All Lebanese prisoners freed from Israel's jails


Yesterday saw massive festivities in Lebanon to celebrate the release of all Lebanese prisoners from Israel. Sure, there are those who are quick to point out that the price of their release has been enormous, just as quick as Hezbollah leader Nasrallah was quick to point out that the release of all prisoners was the original goal of the July War.

And he made sure the rest of the Arab world knew that it was thanks to Hezbollah they were released. One can only imagine how the average Arab felt when watching a proud Nasrallah saying that resistance is often the only way to get Israel to act, as opposed to diplomacy as is so often suggested by their leaders. Most likely, they would have gotten the implicit message that their leaders are weak whereas Hezbollah was strong.

Still, it requires some mental acrobatic maneuvering to hear Nasrallah claim that this results vindicates Hezbollah for any blame for the July War. Gone are the days back in August 2006 when Nasrallah expressed regret for the ‘unexpected’ harsh Israeli reaction. In the end, the goal justified the means.

Now that all Lebanese prisoners (dead and alive) have been released to Lebanon, this chapter can be closed. There are still some remaining issues, though. Still, hopefully the coming home yesterday of so many Lebanese will contribute to a more solid quiet on our southern front and not the starting shot of yet another round of violence now that Hezbollah can freely revenge Mughnieh.(image)

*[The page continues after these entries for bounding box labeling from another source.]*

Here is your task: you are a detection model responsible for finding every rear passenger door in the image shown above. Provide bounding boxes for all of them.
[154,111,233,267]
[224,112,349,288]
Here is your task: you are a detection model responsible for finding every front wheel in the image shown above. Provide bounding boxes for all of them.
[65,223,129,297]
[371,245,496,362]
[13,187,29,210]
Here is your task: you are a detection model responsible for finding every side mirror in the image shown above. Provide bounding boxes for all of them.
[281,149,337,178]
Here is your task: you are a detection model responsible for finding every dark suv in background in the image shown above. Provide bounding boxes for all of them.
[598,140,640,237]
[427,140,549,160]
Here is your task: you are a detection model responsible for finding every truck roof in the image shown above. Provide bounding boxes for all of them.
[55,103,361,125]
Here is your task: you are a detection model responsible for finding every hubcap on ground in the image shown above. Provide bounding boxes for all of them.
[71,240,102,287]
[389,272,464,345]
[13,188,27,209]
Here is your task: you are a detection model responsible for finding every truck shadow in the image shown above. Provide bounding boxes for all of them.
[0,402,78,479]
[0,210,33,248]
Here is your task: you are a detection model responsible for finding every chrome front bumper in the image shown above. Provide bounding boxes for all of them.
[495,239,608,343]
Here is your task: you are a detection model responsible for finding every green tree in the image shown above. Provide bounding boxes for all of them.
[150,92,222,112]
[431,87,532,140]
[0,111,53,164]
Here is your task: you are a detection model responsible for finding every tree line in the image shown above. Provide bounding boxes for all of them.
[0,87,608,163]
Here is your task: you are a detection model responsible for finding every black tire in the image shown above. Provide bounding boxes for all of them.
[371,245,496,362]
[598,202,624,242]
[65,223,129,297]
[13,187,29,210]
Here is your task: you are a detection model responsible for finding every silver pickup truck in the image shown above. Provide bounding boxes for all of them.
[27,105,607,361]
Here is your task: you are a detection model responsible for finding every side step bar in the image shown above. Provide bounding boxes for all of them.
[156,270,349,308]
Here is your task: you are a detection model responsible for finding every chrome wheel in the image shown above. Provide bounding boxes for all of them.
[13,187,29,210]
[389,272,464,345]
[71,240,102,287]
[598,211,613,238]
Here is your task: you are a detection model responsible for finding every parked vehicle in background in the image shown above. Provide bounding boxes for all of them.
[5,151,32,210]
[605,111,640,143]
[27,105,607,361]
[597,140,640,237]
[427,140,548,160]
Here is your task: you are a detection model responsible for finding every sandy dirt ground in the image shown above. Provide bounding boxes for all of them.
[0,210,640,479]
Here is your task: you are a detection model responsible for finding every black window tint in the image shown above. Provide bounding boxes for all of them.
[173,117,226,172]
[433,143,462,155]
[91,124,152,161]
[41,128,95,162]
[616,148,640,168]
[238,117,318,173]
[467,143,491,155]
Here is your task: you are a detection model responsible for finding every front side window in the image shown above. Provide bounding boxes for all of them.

First Lady's first visit to...Qartaba


If you were the First Lady of Lebanon, where would you have your first public appearance as (incoming) First Lady? That's a no-brainer: Qartaba of course! That quaint little mountain village, dubbed The Bride of Jbeil and already home to so many first-things, was the proud hostess of first lady Wafa Suleiman last weekend, who opened an nargileh place and playing area/swimming pool for kids.

(image) Photo 1: First Lady Wafa Suleiman in Qartaba on July 5, 2008

Her visit can be described as highly efficient as it took less than 30 minutes to attend a few speeches by the locals and to cut the ribbon. Unfortunately Wafa didn't give a speech herself and she left right after the opening ceremony was concluded. But then again, being selected for the first visit is already a huge honor in itself.

(image) Photo 2: Toute Qartaba went to see the First Lady

The first speaker made a passionate plea to improve the quality of the road leading up to Qartaba, hoping perhaps that the First Lady would bring up the topic with her hubbie later that night.

However, none of such 'wafa-wasta' was needed as the next speaker, the chairman of CDR, was quick to mention the planned road improvement project: within two to four years time, Qartaba will be connected to civilization by a much wider road. Blessing or curse? Only time will tell.

(image) Photo 3: The World Bank funded the nargileh place...sahtain!

Sowar: Snapshots of the Civil War


As part of the "Let Us Not Forget" campaign to keep the memory alive of the Lebanese Civil War, the Sowar magazine (lit: "photo's") has dedicated its latest edition to war photography. What is it with photo's from war zones that always make them so fascinating to watch, to study, to absorb?

Sowar's choice is no exception: the pictures are carefully contributed by top photographers, including Pulitzer prize winner Bill Foley, and show the various stages of the Civil War. My favorite is included below, and if you are in Lebanon, be sure to pick up a copy of this magazine at your local bookstore.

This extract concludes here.